A comunidade afro-americana tem muitos problemas, mas negar que há racismo nos EUA é típico de narrativas negacionistas que servem para justificar o mal primordial, a negação do outro e do direito natural de indignação perante a injustiça. Também revela desconhecimento total sobre a história acerca do racismo dos EUA no período que seguiu a Guerra Civil Americana até ao Civil Rights Act de 1964.

Reconhecer que existe um problema racial nos EUA não significa negar a existência do mal primordial noutros países. O mal primordial existe em todo o mundo. O genocídio do Ruanda revela essa desumanização do outro, feita contra os Tutsis no genocídio de 1994 e é um exemplo dessa lógica de negação da alteridade do outro, apenas por pertencer a outro grupo étnico. O Holocausto foi também outro exemplo dessa visão totalitária de poder e do mal primordial, onde não se reconheceu no outro a sua dignidade como ser humano, numa lógica antissemita onde o judeu é tratado como não humano. O Holocausto ocorreu no espaço civilizacional supostamente mais "avançado", como se a presença de tecnologia ou de ciência fosse sinónimo da existência de justiça ou de bondade. Infelizmente, para os judeus, historicamente perseguidos, a Europa foi o sepulcro de milhões na longa noite que foi a Shoah (Hebraico para Holocausto).

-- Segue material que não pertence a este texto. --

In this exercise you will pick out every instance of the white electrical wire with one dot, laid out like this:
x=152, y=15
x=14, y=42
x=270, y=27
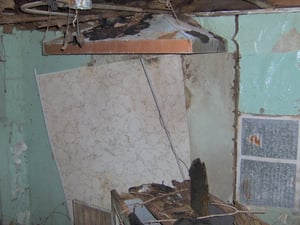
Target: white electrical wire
x=163, y=124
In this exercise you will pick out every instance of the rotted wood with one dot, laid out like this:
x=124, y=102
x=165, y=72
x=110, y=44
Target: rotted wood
x=263, y=4
x=199, y=188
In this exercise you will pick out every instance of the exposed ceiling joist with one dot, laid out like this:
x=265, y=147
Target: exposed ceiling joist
x=165, y=35
x=260, y=3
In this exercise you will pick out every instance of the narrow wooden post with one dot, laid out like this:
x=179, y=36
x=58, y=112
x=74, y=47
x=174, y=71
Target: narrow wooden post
x=199, y=188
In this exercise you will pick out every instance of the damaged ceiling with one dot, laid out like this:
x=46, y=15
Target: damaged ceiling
x=115, y=19
x=114, y=11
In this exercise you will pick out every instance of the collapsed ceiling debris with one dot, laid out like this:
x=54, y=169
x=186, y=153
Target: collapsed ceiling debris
x=129, y=23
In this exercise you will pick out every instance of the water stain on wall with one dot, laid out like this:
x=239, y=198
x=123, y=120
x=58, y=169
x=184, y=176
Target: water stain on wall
x=289, y=41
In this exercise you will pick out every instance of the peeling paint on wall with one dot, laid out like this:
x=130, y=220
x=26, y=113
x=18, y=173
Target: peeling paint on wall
x=289, y=41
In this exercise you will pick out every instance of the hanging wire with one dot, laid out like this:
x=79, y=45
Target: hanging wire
x=162, y=122
x=48, y=21
x=169, y=5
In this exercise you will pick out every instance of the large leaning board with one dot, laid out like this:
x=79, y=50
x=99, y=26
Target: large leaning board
x=105, y=130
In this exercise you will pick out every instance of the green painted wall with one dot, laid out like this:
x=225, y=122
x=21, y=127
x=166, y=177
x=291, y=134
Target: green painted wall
x=269, y=71
x=31, y=190
x=30, y=186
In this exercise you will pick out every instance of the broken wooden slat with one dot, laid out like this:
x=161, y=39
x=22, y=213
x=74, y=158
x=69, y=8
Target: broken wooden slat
x=125, y=47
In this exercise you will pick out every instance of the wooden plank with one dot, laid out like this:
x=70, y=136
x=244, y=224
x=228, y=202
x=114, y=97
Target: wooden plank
x=260, y=3
x=160, y=46
x=84, y=214
x=119, y=210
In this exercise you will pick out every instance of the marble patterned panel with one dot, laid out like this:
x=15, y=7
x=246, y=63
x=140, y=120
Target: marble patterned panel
x=105, y=130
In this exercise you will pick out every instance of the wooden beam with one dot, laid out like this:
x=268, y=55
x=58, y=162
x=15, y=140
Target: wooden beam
x=159, y=46
x=263, y=4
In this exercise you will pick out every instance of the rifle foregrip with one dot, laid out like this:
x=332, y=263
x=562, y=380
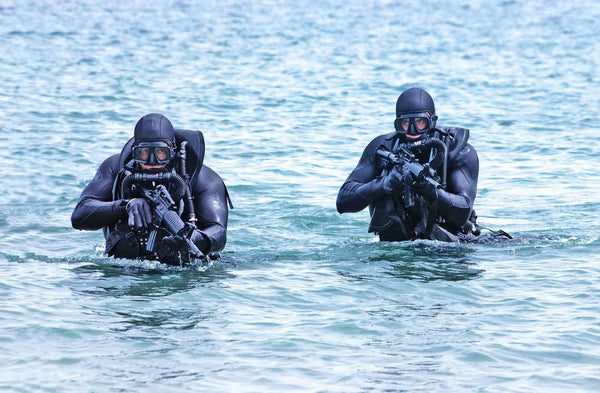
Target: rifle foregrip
x=173, y=222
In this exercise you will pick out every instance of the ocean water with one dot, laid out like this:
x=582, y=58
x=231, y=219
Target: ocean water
x=303, y=299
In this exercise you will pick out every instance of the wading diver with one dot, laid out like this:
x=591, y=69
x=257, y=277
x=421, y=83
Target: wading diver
x=156, y=200
x=420, y=181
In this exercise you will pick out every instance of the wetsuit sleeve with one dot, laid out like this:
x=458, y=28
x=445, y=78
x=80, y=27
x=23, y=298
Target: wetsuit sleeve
x=210, y=205
x=95, y=208
x=456, y=202
x=364, y=185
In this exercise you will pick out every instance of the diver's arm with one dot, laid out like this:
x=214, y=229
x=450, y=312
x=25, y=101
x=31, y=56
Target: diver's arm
x=364, y=186
x=95, y=208
x=456, y=202
x=210, y=204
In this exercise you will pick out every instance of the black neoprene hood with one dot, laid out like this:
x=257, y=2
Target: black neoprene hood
x=154, y=127
x=414, y=100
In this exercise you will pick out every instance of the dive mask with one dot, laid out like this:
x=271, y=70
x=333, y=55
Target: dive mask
x=414, y=123
x=153, y=153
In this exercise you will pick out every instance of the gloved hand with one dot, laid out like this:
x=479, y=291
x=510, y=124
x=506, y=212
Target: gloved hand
x=174, y=242
x=139, y=212
x=392, y=181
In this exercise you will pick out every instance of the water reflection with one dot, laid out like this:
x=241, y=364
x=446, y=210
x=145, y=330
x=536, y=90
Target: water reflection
x=429, y=261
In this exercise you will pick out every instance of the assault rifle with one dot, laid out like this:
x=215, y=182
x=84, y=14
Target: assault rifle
x=412, y=171
x=403, y=160
x=163, y=213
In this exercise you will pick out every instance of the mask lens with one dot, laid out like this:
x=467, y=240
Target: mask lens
x=417, y=123
x=421, y=123
x=161, y=154
x=144, y=154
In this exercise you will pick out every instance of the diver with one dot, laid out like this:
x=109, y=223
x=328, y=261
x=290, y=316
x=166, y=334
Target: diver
x=420, y=181
x=159, y=168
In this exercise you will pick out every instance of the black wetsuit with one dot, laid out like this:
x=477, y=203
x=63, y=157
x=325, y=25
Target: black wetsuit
x=454, y=216
x=97, y=208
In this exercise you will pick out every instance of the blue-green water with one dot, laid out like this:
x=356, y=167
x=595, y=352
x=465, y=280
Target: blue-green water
x=288, y=94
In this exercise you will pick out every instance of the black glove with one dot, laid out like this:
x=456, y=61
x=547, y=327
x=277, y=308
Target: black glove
x=392, y=181
x=139, y=212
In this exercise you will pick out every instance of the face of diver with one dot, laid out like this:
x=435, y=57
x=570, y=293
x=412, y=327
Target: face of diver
x=154, y=155
x=413, y=127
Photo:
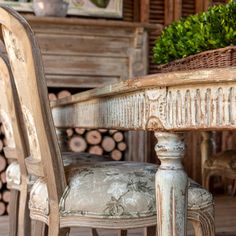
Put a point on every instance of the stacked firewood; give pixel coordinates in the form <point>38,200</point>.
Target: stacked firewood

Mas acima de tudo, estes acontecimentos nos EUA revelam não apenas um colapso do contrato social entre os vários grupos, num país que nunca foi etnicamente homogéneo e é composto por descendentes de imigrantes, exacerbado pelo colapso económico devido ao Covid-19 e revela que as feridas que vêm do passado que nunca foram completamente saradas.

Mas há muitos mitos que persistem e são perpetuados por essa narrativa de desumanização do outro, precisamente na tentativa de deslegitimar a narrativa do oprimido e negar a sua alteridade e a sua voz. Negar o direito de revolta da consciência humana perante a injustiça e perante os direitos naturais dos seres humanos é imoral e é aceitar a tese de Trasímaco de que a justiça é a lei do mais forte. Parte do problema é que as pessoas só se revoltam quando são elas a sofrer injustiças, quando ocorre com os outros, é fácil ficar indiferente. Essa falta de empatia não nega o direito natural de não nos calarmos perante a injustiça, onde quer que ela se encontre.

Acima de tudo, o Racismo, tal como outras ideologias totalitárias, é uma ideologia que se baseia na ideia de hierarquias de raças e nega valor ao indivíduo e à igualdade natural dos seres humanos como parte da mesma comunidade. É acima de tudo uma ideologia antiliberal, anticristã e anti-humana, mas, infelizmente, continua viva na mente de muitas pessoas, e o assassinato de George Floyd veio recordar esse facto, afinal não somos tão civilizados ou superiores. Que a sua memória sirva para recordar a centralidade da dignidade humana e a sua sacralidade perante o divino. Afinal, somos todos criaturas do Altíssimo!